Molecular Evolutionary Genetics Analysis should not be confused with Mega2, the Manipulation Environment for Genetic Analysis.
Molecular Evolutionary Genetics Analysis | |
Logo Size: | 250px |
Logo Alt: | White sans-serif capital letters spelling MEGA, each in a separate square, colored one red and three black, respectively. |
Author: | Masatoshi Nei, Sudhir Kumar, Koichiro Tamura, Glen Stecher, Daniel Peterson, Nicholas Peterson |
Developer: | Pennsylvania State University |
Latest Release Version: | 11.0.13 |
Latest Release Date: | [1] |
Operating System: | Windows, OS X, Linux |
Platform: | x86, x86-64 |
Language: | English |
Genre: | Bioinformatics |
License: | Proprietary freeware |
Molecular Evolutionary Genetics Analysis (MEGA) is computer software for conducting statistical analysis of molecular evolution and for constructing phylogenetic trees. It includes many sophisticated methods and tools for phylogenomics and phylomedicine. It is licensed as proprietary freeware. The project for developing this software was initiated by the leadership of Masatoshi Nei in his laboratory at the Pennsylvania State University in collaboration with his graduate student Sudhir Kumar and postdoctoral fellow Koichiro Tamura.[2] Nei wrote a monograph (pp. 130) outlining the scope of the software and presenting new statistical methods that were included in MEGA. The entire set of computer programs was written by Kumar and Tamura. The personal computers then lacked the ability to send the monograph and software electronically, so they were delivered by postal mail. From the start, MEGA was intended to be easy-to-use and include solid statistical methods only.

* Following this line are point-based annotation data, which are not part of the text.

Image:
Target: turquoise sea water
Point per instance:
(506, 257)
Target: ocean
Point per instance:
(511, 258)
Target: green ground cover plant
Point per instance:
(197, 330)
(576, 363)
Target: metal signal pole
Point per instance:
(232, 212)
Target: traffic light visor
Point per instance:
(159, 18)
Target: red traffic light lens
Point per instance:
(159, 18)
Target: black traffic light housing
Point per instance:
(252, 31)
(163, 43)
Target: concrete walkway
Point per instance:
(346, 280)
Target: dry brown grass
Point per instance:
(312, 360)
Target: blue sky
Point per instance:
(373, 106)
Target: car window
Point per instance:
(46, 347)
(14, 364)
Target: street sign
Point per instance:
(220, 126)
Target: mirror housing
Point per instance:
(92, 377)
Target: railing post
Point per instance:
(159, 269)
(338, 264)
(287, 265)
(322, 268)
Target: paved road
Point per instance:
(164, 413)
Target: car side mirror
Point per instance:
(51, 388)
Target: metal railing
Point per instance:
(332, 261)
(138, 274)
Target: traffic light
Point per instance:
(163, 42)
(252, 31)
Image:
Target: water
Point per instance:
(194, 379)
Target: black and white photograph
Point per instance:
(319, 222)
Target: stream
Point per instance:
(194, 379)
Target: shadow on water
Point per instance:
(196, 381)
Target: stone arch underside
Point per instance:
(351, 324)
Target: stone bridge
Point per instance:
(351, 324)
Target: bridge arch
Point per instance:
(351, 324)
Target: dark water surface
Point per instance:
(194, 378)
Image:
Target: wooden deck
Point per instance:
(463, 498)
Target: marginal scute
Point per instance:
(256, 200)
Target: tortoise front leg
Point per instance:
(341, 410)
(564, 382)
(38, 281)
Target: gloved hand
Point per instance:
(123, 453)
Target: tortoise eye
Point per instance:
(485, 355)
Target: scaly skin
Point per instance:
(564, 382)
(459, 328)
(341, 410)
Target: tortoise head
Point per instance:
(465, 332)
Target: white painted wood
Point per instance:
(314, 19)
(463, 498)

MEGA version 2 (MEGA2), which was coauthored by an additional investigator Ingrid Jakobson, was released in 2001.[3] All the computer programs and the readme files of this version could be sent electronically due to advances in computer technology. Around this time, the leadership of the MEGA project was taken over by Kumar (now at Temple University) and Tamura (now at Tokyo Metropolitan University). The monograph Molecular Evolutionary Genetics Analysis was often used as a textbook for new ways to study molecular evolution.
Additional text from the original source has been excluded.